Summary

Digital image of Bertha Whibley as a child standing in front of timber board building, holding a homemade rag doll.

Bertha was born on 4 August 1908 in Kyneton. She was the youngest of 10 children from a very poor family. Her father, Richard Dederick Whibley, was a potato digger and her mother, Johanna Mary Montgomery, a domestic cleaner in her own home and other people's homes. Bertha's father walked out around 1918. Bertha, her mother, and some of her brothers and sisters moved to Fitzroy where her mother scrubbed floors and did people's laundry to 'put food in her children's mouths so they didn't starve'. Bertha left school at the age of 14. She was good at art, and loved pressing flowers in a flower press, making shell plates (some of which survive) and doing oil paintings. She also loved cooking for her family, and 'made the most beautiful apple pies' on her wood-fired stove.

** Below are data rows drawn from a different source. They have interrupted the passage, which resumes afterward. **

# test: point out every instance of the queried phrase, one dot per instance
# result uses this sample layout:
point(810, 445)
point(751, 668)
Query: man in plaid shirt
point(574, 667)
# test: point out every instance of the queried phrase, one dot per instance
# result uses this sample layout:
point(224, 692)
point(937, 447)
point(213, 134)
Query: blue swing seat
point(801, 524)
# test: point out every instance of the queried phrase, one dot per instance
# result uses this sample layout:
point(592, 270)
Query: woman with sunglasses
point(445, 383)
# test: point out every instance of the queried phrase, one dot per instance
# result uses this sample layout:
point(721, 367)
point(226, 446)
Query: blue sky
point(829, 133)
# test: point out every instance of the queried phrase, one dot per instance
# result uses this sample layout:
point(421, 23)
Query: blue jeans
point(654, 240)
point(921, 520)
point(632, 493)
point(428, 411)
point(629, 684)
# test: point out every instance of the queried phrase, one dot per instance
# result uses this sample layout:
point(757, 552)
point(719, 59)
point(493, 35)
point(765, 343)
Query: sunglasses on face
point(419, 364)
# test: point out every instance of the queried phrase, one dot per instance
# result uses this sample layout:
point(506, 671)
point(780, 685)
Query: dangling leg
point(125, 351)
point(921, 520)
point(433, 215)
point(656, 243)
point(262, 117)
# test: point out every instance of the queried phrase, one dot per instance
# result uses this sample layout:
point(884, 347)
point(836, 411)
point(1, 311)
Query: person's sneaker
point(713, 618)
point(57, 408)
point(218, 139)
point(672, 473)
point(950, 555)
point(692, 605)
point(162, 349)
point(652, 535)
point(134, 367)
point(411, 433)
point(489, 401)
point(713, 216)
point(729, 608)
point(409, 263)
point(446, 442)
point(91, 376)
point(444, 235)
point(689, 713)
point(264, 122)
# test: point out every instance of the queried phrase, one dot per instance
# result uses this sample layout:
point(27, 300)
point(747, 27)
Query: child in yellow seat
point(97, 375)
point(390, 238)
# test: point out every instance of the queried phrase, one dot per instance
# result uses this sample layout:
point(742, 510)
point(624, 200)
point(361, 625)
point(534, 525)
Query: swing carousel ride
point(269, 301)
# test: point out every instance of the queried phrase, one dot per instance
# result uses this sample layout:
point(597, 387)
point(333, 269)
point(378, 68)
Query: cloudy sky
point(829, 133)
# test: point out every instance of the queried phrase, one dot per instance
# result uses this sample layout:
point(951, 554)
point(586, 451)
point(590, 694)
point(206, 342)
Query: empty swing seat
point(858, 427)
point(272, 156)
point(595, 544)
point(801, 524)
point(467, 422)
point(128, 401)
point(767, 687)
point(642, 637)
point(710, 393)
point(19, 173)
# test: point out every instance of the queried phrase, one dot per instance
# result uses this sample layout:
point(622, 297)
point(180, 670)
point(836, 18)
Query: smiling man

Bertha worked for 13 years in shoe factories, including Raymond's shoe factory (G.N. Raymond, Easy St, Collingwood), where she meet Anita Eckermann, sister to her future husband Francis George Eckermann, who was a mechanic and a heavy vehicle transport interstate driver. He had also worked as a horseback drover, bringing cattle into Melbourne. Bertha and Francis met in 1933 and were married on 15 June 1935 in a Methodist minister's house in Moonee Ponds/Essendon/Ascot Vale.

They settled in Essendon and soon started a family, welcoming two sons and a daughter (who tragically died as an infant). In 1946 they moved to a run-down poultry farm in Forest Hill they bought with the help of other family members, processing chickens and selling eggs. The farm was sold in 1970 for subdivision. Francis died in 1982; Bertha died in 2002.

Description of Content

Small female child with hand in her mouth, holding a ragdoll. Child is barefoot, wearing knee length dress and standing in front of timber board building.

Physical Description

Original: black & white photographic print. Lower left corner missing; other losses; deep creases. Dentist's business card adhered to back of original.